I took a tour. It was impressive. 40 miles away from any nuke target, reinforced concrete c/o a close friend in the construction business who had his own secret shelter. All family sworn to silence. He had also cached fuel, food, extra supplies, weapons for trade in other buried locations on their property - and was part of a local civic group that had meetings on how to recover after "The Big One".

I had little doubt that they would have been around after a nuke war. Intelligence, basic paranoia and survivalist beliefs..

Never came to that..but my parents were among the many, they say, scared out of their minds in the Cuban Missile Crisis and they did have a "vital services employees shelter" they would have gone to with my older sister who was a baby at the time. (Mom was a trauma nurse).
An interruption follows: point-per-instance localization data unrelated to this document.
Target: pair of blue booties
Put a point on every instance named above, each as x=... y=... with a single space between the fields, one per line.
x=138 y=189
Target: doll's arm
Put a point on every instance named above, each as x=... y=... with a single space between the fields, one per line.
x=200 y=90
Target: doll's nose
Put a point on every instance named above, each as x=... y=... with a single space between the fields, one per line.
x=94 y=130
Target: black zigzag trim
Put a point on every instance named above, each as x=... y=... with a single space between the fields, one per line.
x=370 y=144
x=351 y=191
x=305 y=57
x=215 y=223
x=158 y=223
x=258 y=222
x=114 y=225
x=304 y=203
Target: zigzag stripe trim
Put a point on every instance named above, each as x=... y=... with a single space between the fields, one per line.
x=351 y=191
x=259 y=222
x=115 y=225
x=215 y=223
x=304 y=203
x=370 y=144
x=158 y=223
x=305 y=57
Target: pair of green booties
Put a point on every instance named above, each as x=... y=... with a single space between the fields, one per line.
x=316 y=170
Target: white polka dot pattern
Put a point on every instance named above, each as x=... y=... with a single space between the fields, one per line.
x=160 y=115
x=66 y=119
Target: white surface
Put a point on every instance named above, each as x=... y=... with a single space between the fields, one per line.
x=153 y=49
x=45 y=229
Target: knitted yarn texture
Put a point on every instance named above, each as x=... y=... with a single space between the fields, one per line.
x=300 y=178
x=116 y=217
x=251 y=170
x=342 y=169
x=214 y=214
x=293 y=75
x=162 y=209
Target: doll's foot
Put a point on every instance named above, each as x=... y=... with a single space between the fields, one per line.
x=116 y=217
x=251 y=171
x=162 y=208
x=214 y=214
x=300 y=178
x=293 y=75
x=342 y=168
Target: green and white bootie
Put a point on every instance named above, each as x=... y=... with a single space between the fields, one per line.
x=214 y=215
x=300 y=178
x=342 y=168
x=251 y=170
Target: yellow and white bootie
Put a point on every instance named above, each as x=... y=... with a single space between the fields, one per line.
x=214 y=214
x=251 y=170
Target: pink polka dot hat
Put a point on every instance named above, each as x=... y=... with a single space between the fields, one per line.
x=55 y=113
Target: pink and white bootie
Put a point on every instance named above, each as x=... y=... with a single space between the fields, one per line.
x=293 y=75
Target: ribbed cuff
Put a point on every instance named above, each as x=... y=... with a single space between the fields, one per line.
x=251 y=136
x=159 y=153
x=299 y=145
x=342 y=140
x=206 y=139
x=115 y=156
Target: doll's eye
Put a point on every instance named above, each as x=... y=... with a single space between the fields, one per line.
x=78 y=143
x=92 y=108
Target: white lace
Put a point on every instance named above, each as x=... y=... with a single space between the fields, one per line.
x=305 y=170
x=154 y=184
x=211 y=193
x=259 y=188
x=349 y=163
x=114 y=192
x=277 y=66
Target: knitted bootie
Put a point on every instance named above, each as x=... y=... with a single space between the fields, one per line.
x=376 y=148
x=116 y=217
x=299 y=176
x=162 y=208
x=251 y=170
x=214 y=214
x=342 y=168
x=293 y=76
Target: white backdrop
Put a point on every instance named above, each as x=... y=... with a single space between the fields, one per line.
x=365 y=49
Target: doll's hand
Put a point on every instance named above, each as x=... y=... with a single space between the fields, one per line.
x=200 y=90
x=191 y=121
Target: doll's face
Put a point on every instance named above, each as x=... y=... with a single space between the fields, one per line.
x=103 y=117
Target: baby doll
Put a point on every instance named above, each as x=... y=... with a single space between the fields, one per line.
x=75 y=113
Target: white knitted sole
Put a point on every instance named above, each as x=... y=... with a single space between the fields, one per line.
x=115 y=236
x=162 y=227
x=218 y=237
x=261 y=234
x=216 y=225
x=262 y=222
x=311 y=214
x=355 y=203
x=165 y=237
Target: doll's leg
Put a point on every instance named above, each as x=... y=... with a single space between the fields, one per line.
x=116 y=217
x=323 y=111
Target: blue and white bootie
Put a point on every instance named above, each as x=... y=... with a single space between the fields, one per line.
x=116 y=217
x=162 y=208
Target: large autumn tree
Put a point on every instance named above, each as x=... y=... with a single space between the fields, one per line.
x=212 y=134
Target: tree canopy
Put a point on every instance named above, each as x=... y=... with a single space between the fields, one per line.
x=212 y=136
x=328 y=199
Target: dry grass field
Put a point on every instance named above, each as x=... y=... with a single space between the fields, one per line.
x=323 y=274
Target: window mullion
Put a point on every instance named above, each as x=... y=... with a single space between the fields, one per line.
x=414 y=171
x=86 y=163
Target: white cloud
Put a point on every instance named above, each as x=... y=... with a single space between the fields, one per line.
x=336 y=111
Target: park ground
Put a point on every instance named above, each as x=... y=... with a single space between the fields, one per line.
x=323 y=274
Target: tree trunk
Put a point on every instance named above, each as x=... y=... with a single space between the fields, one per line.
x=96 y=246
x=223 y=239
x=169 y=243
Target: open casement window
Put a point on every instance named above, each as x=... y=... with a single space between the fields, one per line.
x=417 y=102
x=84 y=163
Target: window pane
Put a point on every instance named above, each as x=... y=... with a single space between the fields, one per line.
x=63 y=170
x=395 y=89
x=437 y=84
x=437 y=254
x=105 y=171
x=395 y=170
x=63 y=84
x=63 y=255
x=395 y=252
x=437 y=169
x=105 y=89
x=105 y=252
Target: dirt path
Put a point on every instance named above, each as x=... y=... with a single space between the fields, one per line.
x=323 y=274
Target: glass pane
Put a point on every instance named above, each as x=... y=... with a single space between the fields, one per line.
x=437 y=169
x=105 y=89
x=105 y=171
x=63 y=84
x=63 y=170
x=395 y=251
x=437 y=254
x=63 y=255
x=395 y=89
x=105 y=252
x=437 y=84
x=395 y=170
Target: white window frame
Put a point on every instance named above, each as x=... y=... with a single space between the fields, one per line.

On Popular Science and Popular Mechanics - they are good reading, and a cautionary tale for any that believe that technology will be created to solve all our green power needs and create all kinds of "exciting new alternate energy jobs". The magazines from 40-50 years ago were full of technology solves all problems thinking and optimism. Dad rides his personal aircar to the fusion plant he works at while Mom in a perfect dress fresh from the sonic wash watches the robot iron, do the laundry, and defrost or rehydrate the instant dinner packages. While she talks with her mother-in-law on the lunar colony.

Expat(ish) said...

Funny, we have a bomb shelter in the basement of our 1963 house. Three foot concrete roof, copper layer in there (no idea why, really), double thick cinderblock/concrete/rebar walls.
A water heater for 75G of clean water.

And a hollow door - the old metal door was hurting the previous owner's grandkids fingers, so she replace it. Very funny.

So now we have the worlds best tornado/hurricane shelter AND a safe place to keep the xmass ornaments.

Sadly, not zombie proof.


Donna B. said...

My parents built a bomb shelter, but never got around to stocking it. We'd have starved, I suppose. But it was the best playhouse in the neighborhood.

In the spring of 1962, my husband was watching nuclear bombs explode off Christmas Island. He said they would issue very dark glasses to the enlisted men, while the scientists and officers walked around in hazmat suits wearing dosimeters.

rhhardin said...

If there was an attack as a kid, I was to go to my neighbor's house and run the 2 meter radio, if I was home. He had a generator and an antenna fifty feet up.

Special call sign 3MI-10, I still remember it. We practiced it all once.

The gave out neat CD cards.

The guy in charge of all the preparations had CD painted on doors of his yellow station wagon.

I never heard any more about it.

rhhardin said...

You use fake call signs so the Russian bombers can't home on them.

Ralph L said...

In the mid-80's, I worked for a dvision of SAIC (beltway bandit) that modelled nuclear weapons effects on the US. Even in the worst Soviet attack, the lower tip of Texas and upper tip of Maine were safe from fallout in most weather patterns. We made multicolored maps showing the worst areas.

We normally assumed the missiles weren't aimed at our cities but at our military / nuclear (counter-force) / political sites.

The big model was run on the supercomputer at Los Alamos using DARPANET at 1200 baud, my first and only exposure to the internet until this century.

My boss, hick that he was, sold someone on running the model against a livestock database from FEMA ("pigs and chickens").

former law student said...

The author of Alas, Babylon, Pat Frank, wrote a book back then called How to Survive the H-Bomb, And Why.

The thesis was that the Russians would not be able to bomb the entire US, and would have to concentrate on major targets, leaving vast swathes of the country with only fallout to worry about. And when the fallout all fell out, then you could unscrew your shield door, and go back outside again.

Frank figured the well prepared would have to defend their stash from the ill-prepared, so he recommended including carbines and ammunition in your fallout shelter.

Ken Pidcock said...
This comment has been removed by the author.